A pilot who survived a plane crash

Millman also loved to fly, and as a private pilot he often took trips to New York City and Martha’s Vineyard.

That leisurely pursuit turned tragic in the fall of 1986 when Millman had a near-death experience.

While he was attempting to land his single-engine Cessna 172 at the Kingston-Ulster Airport, another pilot from Ulster County was taking off and collided in mid-air with Millman’s aircraft. The other man died in the crash, but Millman and two passengers escaped injury, though he was terribly shaken by the event, Georganna said.

“Naturally, there was damage to the airplane,” she said. “A wing tip had been cut off and the propeller of the other plane dug into the floor of Marty’s plane, but it managed to stay together for as long as it took him to land.”

Georganna speaks tenderly when she recalls some of her husband’s heroics and how incidents like the plane crash shaped him into a man who valued life and the people around him.

Pharmacy to stay open

That’s largely what has energized her over the past few days.

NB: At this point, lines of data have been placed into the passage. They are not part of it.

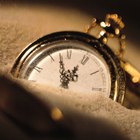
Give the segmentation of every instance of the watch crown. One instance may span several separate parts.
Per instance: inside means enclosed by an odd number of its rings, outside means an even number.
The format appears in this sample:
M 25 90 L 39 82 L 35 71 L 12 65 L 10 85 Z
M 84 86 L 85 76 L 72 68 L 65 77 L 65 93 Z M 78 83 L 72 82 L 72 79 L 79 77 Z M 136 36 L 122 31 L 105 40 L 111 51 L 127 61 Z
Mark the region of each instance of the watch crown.
M 106 24 L 110 24 L 114 28 L 123 29 L 125 26 L 122 21 L 122 18 L 118 16 L 117 14 L 107 14 L 105 22 Z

Georganna is taking care of business and keeping her husband’s memory alive by serving customers at the pharmacy.

Above: Looking in the window of the Phoenicia Pharmacy. Photo by Julia Reischel. 

In fact, she has no intention of closing it. The pair had often discussed it in the days leading up to his death, she said.

For customers walking into the drug store these days, it’s Josette Muellerleile, Millman's longtime co-pharmacist, filling their prescriptions,.

“She started working for us 21 years ago as a high school student,” Georganna said. “Marty had a great influence on her life. It was her dream to work at a little community pharmacy, so he took her to all these pharmacy schools to show her the different programs. Here was this little Phoenicia girl going off to achieve her dream. That was just Marty.”